This is an Indian dish – the only one that I make. The only one that I’ve attempted to make. Some people call it Butter Chicken – not completely sure why since it doesn’t include tons and tons of butter. It’s a spicer dish than some, but definitely not super spicy. Makes great leftovers.

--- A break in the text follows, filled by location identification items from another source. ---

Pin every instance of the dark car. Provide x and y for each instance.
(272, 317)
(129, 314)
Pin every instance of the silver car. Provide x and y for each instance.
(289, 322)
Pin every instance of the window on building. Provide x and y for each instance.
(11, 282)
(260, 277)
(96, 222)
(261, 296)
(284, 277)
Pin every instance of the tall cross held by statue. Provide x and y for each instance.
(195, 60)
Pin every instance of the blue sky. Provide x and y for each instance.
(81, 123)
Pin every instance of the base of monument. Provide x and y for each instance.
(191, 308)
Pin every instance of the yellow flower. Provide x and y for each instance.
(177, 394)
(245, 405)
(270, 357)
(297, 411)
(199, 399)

This one of those dishes that might not look good (well, with as bad as I take food pictures), but is great. Well, anyway, we like it!
Chicken Makhani
Ingredients
Combine these and marinate overnight:
1 lb boneless skinless chicken breasts (cut into bite sized pieces)
5 cloves minced garlic
1 teaspoon salt
1/2 teaspoons black pepper
1/2 teaspoons cayenne pepper
1/4 teaspoons ground coriander
1/4 teaspoons cumin
1/4 teaspoons cardamom
1 whole lime, juiced
Other ingredients:
1 whole onion, diced
1/4 cups butter
1 can (14.5 Oz. can) tomato sauce
1 can (14.5 Oz. can) petite diced tomatoes
1 pint whipping cream
1 bunch chopped cilantro, to taste (I leave this out – we’re not cilantro fans)
2 cups rice, cooked
Preparation Instructions:
Combine first 9 ingredients and marinate overnight.
Saute the onion in the butter until soft.
Add marinated chicken and cook about 10 minutes.
Add the tomato sauce and diced tomatoes.
Cook for 30 minutes over medium-low heat with the lid on.
Add the whipping cream and cilantro just before serving over rice.